Last week, the Central Bank of the Republic of Turkey (CBRT) held their latest Monetary Policy Meeting. As a result of increasing inflation in Turkey (CPI was 15.6% in February), the central bank surprised markets and raised interest rates 200bps from 17% to 19%. Expectations were only for a 100bps increase. The year end CPI target for the CBRT is 9.4%. CBRT governor Naci Agbal felt the 200bps was necessary to help the central bank bring inflation lower towards achieving its goal. He has vowed to get inflation down to 5% by 2023. The only problem with this is that President Erdogan has been an outspoken critic of high interest rates. Therefore, as a result of the large increase in interest rates (and after only 3 months on the job), Erdogan fired Agbal. He was replaced by Sahap Kavcioglu, who is a former banker, lawmaker, and most importantly for Erdogan, someone who believes that higher interest rates will not solve Turkey’s inflation problems.

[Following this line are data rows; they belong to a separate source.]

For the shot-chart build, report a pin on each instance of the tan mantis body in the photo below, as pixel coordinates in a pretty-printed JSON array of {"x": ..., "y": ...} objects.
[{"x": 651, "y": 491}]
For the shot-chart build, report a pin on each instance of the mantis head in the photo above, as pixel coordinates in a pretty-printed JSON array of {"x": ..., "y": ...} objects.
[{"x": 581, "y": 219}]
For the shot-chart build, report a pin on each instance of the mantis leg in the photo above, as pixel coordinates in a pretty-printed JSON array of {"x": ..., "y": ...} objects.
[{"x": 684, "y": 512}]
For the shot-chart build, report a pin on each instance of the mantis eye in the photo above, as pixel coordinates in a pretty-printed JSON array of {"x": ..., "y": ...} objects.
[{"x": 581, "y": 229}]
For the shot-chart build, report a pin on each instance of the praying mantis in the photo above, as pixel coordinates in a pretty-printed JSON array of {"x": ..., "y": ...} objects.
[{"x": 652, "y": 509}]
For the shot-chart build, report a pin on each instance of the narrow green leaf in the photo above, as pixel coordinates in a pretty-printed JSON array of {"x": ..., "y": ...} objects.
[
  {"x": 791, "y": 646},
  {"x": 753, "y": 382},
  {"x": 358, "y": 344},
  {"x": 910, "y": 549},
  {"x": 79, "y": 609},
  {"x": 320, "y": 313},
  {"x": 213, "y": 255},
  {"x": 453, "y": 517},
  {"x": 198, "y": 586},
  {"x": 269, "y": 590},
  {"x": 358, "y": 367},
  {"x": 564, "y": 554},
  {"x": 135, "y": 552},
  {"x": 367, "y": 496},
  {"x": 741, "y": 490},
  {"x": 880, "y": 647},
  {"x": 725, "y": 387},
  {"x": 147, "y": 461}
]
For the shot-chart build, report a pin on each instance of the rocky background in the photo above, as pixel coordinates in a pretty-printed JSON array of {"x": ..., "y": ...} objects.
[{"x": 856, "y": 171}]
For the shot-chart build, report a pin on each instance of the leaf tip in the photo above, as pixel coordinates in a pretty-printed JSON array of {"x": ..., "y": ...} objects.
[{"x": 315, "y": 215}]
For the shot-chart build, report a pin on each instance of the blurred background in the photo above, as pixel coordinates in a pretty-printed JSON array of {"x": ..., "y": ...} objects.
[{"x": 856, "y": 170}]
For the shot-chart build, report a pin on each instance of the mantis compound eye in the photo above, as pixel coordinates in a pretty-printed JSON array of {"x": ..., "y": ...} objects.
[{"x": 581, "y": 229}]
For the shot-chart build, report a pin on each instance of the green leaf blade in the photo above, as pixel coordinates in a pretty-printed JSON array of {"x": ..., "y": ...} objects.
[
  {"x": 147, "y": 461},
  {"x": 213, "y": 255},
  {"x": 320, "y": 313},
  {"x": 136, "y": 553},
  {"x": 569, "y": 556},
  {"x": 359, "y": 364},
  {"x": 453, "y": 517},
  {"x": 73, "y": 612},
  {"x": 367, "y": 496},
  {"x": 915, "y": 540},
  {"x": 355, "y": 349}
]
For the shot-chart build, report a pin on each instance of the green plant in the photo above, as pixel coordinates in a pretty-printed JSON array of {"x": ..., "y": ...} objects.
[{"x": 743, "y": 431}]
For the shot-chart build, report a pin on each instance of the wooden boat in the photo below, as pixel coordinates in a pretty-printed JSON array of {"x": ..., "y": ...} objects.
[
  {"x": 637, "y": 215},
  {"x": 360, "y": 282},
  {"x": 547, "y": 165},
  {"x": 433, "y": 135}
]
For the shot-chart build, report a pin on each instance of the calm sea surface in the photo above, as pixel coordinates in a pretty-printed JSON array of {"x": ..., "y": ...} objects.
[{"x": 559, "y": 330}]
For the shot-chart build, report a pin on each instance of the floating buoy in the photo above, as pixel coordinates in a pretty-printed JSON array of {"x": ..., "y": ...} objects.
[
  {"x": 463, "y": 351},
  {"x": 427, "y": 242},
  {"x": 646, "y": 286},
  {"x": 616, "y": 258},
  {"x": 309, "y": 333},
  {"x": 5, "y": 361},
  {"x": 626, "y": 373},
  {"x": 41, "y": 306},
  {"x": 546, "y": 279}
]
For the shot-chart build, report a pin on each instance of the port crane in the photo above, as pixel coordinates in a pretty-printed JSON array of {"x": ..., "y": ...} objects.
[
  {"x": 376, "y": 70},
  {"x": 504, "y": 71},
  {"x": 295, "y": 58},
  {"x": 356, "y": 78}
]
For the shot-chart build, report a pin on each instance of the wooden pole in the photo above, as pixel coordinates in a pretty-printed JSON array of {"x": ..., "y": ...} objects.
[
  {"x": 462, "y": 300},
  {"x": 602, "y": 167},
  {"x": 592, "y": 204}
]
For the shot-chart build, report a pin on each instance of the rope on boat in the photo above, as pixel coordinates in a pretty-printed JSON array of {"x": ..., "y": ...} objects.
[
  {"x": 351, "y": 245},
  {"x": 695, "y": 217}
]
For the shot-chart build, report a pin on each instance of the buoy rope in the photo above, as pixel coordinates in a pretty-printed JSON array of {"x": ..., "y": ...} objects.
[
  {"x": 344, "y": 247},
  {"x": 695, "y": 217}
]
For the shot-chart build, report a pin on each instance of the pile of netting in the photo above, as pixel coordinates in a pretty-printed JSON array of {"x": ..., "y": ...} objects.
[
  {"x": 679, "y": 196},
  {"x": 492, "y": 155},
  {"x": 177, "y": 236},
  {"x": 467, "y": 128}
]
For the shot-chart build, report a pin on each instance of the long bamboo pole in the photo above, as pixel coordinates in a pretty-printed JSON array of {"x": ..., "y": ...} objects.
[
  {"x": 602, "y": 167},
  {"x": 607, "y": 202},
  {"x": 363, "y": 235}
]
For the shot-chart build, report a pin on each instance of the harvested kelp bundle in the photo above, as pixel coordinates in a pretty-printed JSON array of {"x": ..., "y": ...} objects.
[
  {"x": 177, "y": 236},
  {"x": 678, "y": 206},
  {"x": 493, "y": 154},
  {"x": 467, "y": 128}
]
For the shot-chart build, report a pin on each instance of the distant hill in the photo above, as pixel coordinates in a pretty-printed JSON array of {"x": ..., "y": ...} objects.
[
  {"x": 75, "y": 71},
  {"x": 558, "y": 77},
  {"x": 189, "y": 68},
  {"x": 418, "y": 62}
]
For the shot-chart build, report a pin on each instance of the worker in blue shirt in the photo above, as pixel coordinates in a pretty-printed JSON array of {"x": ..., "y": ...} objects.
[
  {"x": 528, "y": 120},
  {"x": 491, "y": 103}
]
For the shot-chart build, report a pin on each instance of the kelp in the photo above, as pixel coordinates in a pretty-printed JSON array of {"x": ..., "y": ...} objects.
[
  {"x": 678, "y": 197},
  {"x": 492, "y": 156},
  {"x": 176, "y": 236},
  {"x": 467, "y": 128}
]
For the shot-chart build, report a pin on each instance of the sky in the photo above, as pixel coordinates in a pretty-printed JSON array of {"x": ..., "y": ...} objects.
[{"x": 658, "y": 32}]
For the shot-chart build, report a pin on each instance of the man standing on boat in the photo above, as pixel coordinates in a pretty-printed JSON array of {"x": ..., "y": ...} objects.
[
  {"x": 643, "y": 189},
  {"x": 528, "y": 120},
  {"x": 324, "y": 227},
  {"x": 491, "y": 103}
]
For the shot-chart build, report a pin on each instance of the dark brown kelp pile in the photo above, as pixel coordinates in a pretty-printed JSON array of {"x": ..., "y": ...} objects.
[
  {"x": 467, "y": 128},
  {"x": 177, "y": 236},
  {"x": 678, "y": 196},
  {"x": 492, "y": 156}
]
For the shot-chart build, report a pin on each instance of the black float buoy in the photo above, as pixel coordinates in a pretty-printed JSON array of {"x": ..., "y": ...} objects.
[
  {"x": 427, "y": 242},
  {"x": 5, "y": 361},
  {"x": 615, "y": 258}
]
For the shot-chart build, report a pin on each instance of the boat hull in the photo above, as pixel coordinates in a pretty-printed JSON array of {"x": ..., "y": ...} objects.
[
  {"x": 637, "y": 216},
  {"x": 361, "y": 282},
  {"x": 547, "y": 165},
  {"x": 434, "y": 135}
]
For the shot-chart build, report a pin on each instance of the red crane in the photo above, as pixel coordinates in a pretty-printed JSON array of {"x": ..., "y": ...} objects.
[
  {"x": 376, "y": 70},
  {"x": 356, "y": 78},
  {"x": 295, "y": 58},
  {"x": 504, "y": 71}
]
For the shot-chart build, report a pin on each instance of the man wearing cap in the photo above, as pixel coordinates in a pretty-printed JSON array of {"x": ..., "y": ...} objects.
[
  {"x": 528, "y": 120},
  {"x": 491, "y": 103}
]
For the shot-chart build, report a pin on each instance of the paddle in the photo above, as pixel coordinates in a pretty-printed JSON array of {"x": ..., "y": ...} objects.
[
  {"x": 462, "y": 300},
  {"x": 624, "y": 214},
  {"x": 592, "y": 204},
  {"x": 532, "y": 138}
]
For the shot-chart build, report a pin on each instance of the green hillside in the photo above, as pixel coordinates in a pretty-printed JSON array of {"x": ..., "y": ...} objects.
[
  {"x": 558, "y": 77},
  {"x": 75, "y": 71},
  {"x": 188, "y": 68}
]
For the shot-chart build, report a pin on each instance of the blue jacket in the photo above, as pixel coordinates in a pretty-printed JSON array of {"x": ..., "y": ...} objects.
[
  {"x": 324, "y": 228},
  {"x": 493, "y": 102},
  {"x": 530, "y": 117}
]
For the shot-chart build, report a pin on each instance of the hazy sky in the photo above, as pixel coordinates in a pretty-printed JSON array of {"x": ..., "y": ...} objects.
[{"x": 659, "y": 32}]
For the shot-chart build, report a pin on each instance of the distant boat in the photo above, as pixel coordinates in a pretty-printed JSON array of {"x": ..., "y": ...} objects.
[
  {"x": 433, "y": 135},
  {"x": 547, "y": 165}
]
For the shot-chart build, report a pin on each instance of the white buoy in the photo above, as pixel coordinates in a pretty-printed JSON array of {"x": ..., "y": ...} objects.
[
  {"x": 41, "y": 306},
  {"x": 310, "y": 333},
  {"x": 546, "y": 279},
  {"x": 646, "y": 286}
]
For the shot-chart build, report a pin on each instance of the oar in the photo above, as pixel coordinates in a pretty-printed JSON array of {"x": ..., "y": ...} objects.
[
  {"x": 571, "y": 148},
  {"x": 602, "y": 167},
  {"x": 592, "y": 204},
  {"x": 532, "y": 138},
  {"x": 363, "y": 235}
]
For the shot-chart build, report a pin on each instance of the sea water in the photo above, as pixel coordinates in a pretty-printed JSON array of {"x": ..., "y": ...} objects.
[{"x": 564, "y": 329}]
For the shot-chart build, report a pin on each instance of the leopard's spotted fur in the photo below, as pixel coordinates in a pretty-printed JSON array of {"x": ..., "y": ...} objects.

The markets have expressed their opinion that they believe Agbal’s firing was not the right decision. On a daily timeframe, after the central bank surprised markets by the 200bps rate hike, USD/TRY began moving lower, from 7.5651 down to the long term trendline dating back to early 2018 (red line) near 7.1924. After the news over the weekend, USD/TRY gapped up from Friday’s close at 7.2189 to 8.3850 and reached a high of 8.5027. Price was 17% higher from Friday’s close. Resistance is just above at the all-time highs from November 6th near 8.5803. Above there we can measure Fibonacci extensions for next resistance levels at the 127.2% and the 161.8% levels from the November 6th, 2020 highs to the February 16th lows at 9.0362 and 9.6161, respectively.
Source: Tradingview, FOREX.com
On a 240-minute timeframe, USD/TRY is currently holding horizontal support from the highs before the CRBT meeting at 0.7825. Below there is additional horizontal support near 7.6363 and then the gap fill from Friday’s close down at 7.2189.
Source: Tradingview, FOREX.com
USD/TRY may be volatile this week as the markets try and figure out what to make of new CBRT Governor Kavcioglu and what exactly he will do if inflation continues to rise. Neither he, nor Erdogan, are a fan of higher interest rates, so Kavcioglu will have his work cut out for him to find ways to lower inflation!